QPainter painter(this);
painter.setRenderHint(QPainter::Antialiasing, antialiased);
painter.translate(width() / 2, height() / 2);

for (int diameter = 0; diameter < 256; diameter += 9)
{
painter.drawEllipse(QRectF(-diameter / 2.0, -diameter / 2.0, diameter, diameter));
}



The code above draws a series of concentric circles centered at a fixed point. If I change to positive values, the center of each circle moves, drawing a 'cone effect' on the screen.



My question is what does negating the x and y arguments really do?
I have searched a lot for this topic but nothing comes up that really answers my question.

Thanks.

d_stranz
27th December 2020, 17:23
My question is what does negating the x and y arguments really do?

The center of the circle drawn by drawEllipse() is the center of rectangle you give it as argument. So if you want every circle drawn around the same center, then you have to use that same center point every time. The rectangle is defined by its top left (x,y) origin, width and height, not its center. So if you increase the diameter of the circle without moving the top left corner of the rectangle to compensate, then the center of the rectangle will move to the right with each call, and your circles will make a cone shape.
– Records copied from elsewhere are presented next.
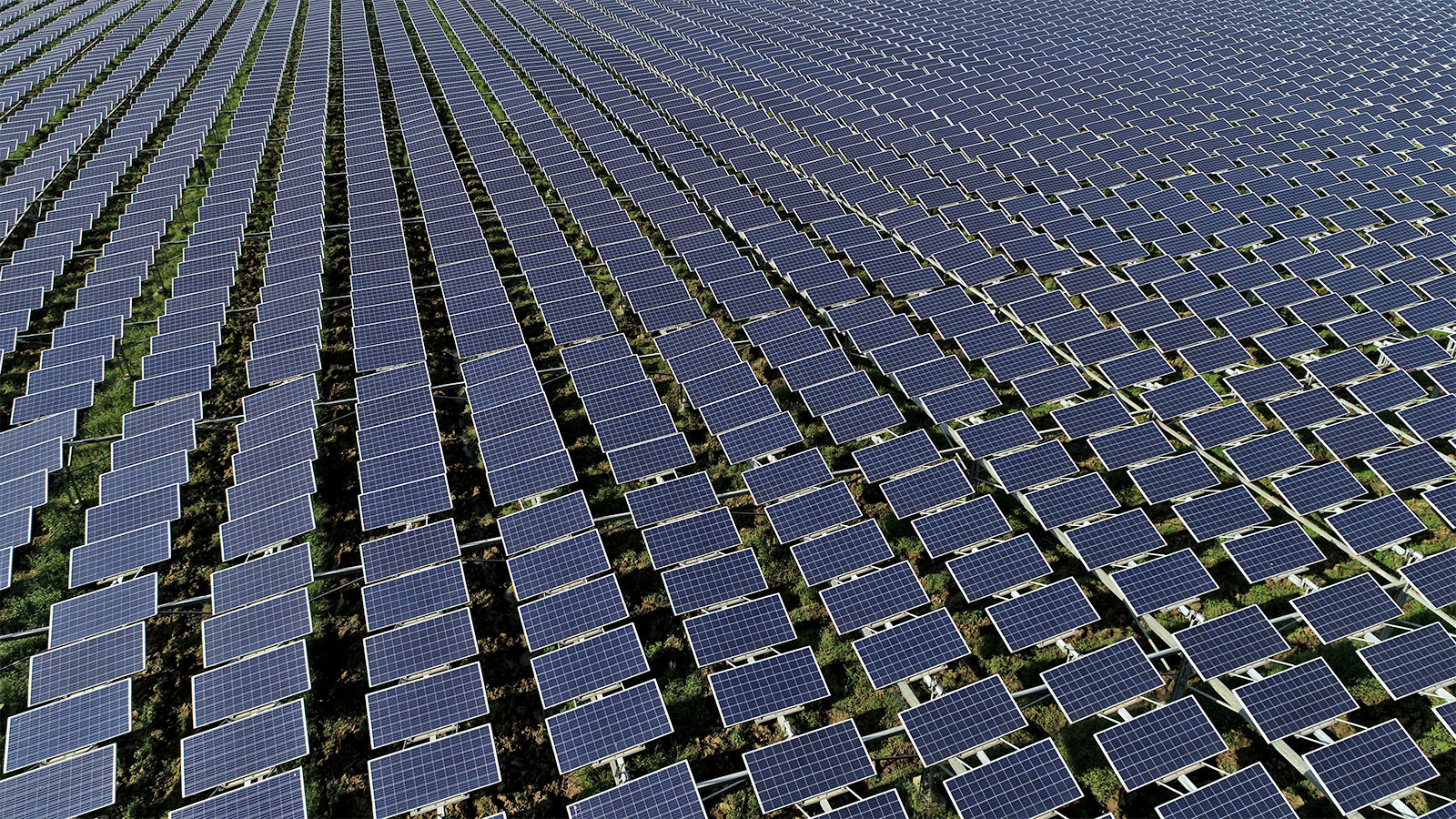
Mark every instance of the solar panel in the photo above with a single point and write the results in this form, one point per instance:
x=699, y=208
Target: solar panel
x=1070, y=501
x=1091, y=417
x=1369, y=767
x=739, y=630
x=1041, y=615
x=1320, y=487
x=895, y=455
x=1130, y=446
x=1417, y=661
x=1296, y=700
x=963, y=720
x=667, y=793
x=688, y=538
x=248, y=683
x=885, y=804
x=910, y=649
x=419, y=647
x=1159, y=743
x=66, y=789
x=961, y=526
x=546, y=522
x=1434, y=577
x=280, y=796
x=587, y=666
x=426, y=704
x=812, y=511
x=768, y=687
x=1101, y=681
x=1023, y=784
x=1230, y=643
x=242, y=748
x=433, y=773
x=410, y=550
x=257, y=627
x=261, y=577
x=667, y=500
x=608, y=727
x=555, y=566
x=786, y=475
x=841, y=552
x=807, y=765
x=87, y=663
x=1249, y=793
x=114, y=606
x=67, y=724
x=1346, y=608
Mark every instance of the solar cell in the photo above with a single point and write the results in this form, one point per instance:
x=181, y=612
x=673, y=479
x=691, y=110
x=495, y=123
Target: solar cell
x=1249, y=793
x=841, y=552
x=410, y=550
x=251, y=682
x=1103, y=680
x=1164, y=581
x=768, y=687
x=608, y=727
x=280, y=796
x=810, y=763
x=1421, y=659
x=786, y=475
x=255, y=627
x=740, y=630
x=1369, y=767
x=590, y=665
x=433, y=773
x=1159, y=743
x=965, y=720
x=1026, y=783
x=66, y=789
x=67, y=724
x=667, y=793
x=240, y=748
x=430, y=703
x=1346, y=608
x=812, y=511
x=1041, y=615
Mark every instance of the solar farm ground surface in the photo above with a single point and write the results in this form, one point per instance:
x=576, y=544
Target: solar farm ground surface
x=1016, y=230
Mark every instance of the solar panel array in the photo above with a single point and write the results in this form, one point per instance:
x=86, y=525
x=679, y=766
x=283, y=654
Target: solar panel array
x=1096, y=239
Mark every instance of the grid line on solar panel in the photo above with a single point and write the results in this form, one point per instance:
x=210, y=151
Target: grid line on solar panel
x=1159, y=743
x=963, y=720
x=667, y=793
x=807, y=765
x=1296, y=700
x=768, y=687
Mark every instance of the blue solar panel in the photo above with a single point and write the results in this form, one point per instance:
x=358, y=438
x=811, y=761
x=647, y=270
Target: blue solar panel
x=608, y=727
x=1026, y=783
x=1244, y=794
x=667, y=793
x=592, y=665
x=1368, y=767
x=1103, y=680
x=426, y=704
x=768, y=687
x=1159, y=743
x=238, y=749
x=248, y=683
x=807, y=765
x=1295, y=700
x=433, y=773
x=963, y=720
x=1041, y=615
x=280, y=797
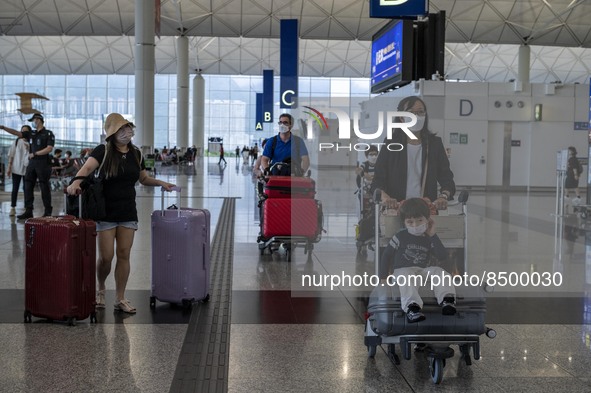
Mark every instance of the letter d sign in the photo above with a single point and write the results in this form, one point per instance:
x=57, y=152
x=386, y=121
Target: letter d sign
x=466, y=107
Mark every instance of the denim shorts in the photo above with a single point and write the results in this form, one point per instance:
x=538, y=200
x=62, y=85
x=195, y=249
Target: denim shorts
x=105, y=225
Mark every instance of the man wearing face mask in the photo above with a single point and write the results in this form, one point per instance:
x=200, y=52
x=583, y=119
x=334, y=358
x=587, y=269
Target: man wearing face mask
x=418, y=169
x=366, y=170
x=286, y=147
x=41, y=142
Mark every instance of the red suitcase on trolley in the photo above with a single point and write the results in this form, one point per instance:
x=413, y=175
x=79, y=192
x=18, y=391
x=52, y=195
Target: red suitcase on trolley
x=289, y=187
x=290, y=217
x=180, y=255
x=60, y=266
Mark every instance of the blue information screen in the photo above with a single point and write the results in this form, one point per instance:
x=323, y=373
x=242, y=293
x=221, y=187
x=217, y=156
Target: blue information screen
x=386, y=55
x=398, y=9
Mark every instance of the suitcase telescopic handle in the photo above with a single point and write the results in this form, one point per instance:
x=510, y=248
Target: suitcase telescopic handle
x=377, y=200
x=178, y=191
x=79, y=203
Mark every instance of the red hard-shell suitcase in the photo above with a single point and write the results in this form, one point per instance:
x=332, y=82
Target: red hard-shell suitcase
x=60, y=266
x=290, y=217
x=180, y=255
x=289, y=187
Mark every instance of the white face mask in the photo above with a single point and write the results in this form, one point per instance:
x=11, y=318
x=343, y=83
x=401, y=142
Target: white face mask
x=418, y=230
x=419, y=125
x=123, y=138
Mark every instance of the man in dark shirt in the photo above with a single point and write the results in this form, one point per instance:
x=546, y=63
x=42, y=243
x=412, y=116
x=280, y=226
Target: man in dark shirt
x=41, y=142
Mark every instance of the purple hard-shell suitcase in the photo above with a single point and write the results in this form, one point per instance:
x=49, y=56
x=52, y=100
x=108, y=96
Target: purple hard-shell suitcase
x=180, y=255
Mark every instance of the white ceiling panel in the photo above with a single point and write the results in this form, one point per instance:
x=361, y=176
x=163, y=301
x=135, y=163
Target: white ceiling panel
x=482, y=36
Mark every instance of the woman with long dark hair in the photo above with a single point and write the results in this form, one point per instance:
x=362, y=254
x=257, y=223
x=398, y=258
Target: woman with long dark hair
x=419, y=167
x=121, y=166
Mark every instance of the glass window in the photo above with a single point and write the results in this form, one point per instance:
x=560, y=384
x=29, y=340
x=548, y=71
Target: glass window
x=320, y=86
x=34, y=82
x=13, y=80
x=98, y=81
x=304, y=86
x=219, y=82
x=55, y=93
x=241, y=96
x=256, y=83
x=240, y=82
x=117, y=81
x=339, y=87
x=360, y=87
x=97, y=93
x=161, y=82
x=117, y=94
x=55, y=80
x=76, y=81
x=76, y=93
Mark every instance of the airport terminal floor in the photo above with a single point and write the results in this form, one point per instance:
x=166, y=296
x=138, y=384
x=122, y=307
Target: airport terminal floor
x=262, y=331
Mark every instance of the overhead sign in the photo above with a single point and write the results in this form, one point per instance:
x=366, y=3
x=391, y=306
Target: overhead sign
x=288, y=67
x=259, y=112
x=398, y=9
x=267, y=96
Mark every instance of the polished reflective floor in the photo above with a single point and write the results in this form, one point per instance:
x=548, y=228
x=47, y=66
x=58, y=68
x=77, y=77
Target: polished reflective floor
x=287, y=337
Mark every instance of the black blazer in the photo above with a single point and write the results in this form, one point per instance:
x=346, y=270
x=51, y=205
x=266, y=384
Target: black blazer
x=391, y=167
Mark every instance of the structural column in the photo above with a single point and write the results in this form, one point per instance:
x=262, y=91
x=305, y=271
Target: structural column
x=144, y=72
x=198, y=112
x=182, y=92
x=523, y=64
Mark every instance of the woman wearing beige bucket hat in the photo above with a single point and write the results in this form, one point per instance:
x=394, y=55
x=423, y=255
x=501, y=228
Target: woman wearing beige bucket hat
x=123, y=166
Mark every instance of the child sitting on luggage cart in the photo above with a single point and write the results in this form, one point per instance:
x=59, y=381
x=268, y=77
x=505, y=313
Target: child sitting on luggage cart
x=410, y=250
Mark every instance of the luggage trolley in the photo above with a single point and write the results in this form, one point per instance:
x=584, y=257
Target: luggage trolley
x=386, y=322
x=280, y=232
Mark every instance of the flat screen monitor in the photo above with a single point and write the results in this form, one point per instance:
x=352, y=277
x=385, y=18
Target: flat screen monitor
x=392, y=56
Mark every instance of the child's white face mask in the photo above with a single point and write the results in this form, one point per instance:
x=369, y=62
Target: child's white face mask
x=418, y=230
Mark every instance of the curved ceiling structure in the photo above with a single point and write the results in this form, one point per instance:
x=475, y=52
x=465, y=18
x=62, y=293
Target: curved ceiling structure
x=241, y=37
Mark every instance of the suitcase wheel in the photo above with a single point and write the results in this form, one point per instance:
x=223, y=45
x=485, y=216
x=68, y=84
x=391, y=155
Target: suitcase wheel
x=187, y=303
x=436, y=367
By subtracting half the diameter from x and y with each pass through the loop, you are giving it the same center each time so the circles remain concentric. You can easily confirm this - make the QRectF a local variable inside the loop and print out its center() using qDebug() in the debugger.

edmhourigan
27th December 2020, 18:58
Ah, ok, that explains it. Yes, I first thought the x and y to QRectF was the center of the circle, not its top-left corner. Thanks!